Having run the world’s largest technology investment fund for Merrill Lynch Financial Management Company (USA) during the dot-com bubble, Paul Meeks believes that the current thirst for semiconductors will leave the system behind. negative implications.
“Some companies won’t be able to ship the goods. And if they can’t ship the goods, their profits won’t live up to expectations,” said Paul Meeks. “The shares of these companies are going up, but then they will cool down, even fall deeply,” this investor said.
The paradox is unfolding as US businesses and consumers are suffering the consequences of supply chain disruptions and supply shortages, while semiconductor stocks have surged. For example, the VanEck Vectors Semiconductor ETF has skyrocketed 35% in the past 6 months.
Mr. Paul Meeks had bet on the rise of semiconductor stocks at the beginning of June 2020, many months before information about the thirst for semiconductor chips spread in newspapers and technology news sites. This investor still believes that semiconductor stocks still have a lot of room for growth.
This investor cited, Broadcom and Microchip Technology are two typical businesses that have successfully managed to meet orders before the Covid-19 epidemic spread.

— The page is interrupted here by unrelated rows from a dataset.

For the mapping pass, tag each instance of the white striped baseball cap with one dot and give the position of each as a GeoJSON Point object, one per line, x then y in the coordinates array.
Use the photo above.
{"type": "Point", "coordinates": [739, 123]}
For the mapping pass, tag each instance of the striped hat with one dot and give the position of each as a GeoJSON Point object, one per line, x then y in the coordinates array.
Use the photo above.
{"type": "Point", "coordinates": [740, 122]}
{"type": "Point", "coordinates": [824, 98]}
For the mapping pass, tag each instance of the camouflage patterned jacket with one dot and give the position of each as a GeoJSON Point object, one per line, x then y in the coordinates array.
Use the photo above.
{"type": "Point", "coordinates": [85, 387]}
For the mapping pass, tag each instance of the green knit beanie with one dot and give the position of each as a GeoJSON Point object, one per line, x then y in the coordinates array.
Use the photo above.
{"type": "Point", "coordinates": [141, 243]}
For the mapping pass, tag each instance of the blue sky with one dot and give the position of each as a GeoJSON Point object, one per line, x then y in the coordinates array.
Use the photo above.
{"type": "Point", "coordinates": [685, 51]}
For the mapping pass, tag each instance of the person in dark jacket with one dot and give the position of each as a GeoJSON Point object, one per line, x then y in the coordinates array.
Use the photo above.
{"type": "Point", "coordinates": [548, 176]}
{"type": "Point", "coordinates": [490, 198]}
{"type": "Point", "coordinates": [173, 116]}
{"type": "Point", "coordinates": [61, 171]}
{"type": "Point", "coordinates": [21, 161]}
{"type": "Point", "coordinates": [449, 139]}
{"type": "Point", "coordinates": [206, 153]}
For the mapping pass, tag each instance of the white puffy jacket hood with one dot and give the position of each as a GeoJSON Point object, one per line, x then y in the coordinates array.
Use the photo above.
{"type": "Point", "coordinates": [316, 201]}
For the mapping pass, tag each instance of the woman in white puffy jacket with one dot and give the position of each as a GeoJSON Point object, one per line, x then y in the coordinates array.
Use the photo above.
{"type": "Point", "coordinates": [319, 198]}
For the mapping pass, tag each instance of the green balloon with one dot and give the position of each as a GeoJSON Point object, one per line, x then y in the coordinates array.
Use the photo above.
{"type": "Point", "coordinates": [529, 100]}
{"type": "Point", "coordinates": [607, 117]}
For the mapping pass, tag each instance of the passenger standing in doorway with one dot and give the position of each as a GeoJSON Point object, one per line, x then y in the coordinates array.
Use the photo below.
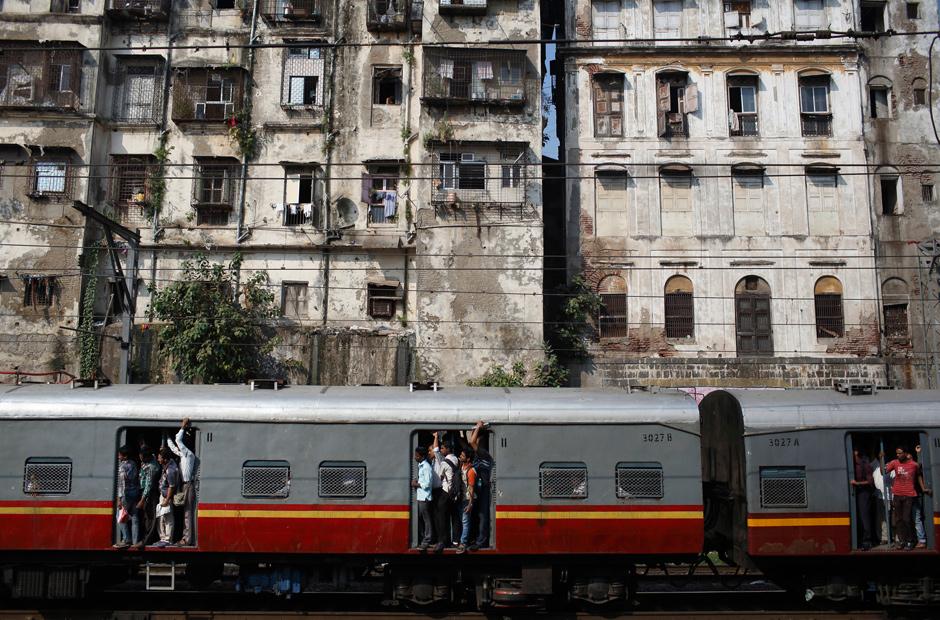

Although optimistic about semiconductor stocks, but portfolio manager at Independent Solutions expressed concern about the rise of “power technology group” (FAANG) stocks, including: Facebook, Apple , Amazon, Netflix, and Alphabet – the parent company of Google.
“About 50% of the business these businesses come in is related to iPhone products,” noted Mr. Paul Meeks. “The large shortage of goods cost them billions of dollars in revenue last quarter,” the investor added.
Regarding the buy recommendation, the representative of Independent Solutions said that Google will probably be the only stock in the FAANG group that is considered to buy and pour money right away with the expectation that the profits of the digital technology industry will recover strongly.
In addition to Google, Microsoft is also in the group of stocks that Mr. Paul Meeks recommends holding. Microsoft stock is up 15% in the past month and is up 51% year-to-date.
The global thirst for semiconductors is on the rise ahead of Christmas and New Year 2022 as a series of customers are frustrated by not receiving the product as expected or even not being delivered on time.
Electric vehicle and energy news site Electrek has just reported that some Tesla customers have complained about the lack of USB pins in the Model 3 and Model Y models. Specifically, the USB-C port in the dashboard. The center and rear seats only have a waiting slot that has not been completed, making it impossible for people to charge mobile devices in the car. The cause for this inconvenience comes from the semiconductor chip crisis.
Other car manufacturers are also in the same situation. BMW recently announced the removal of touch screens from models, and GM had to remove wireless charging features, fuel management systems in some new models.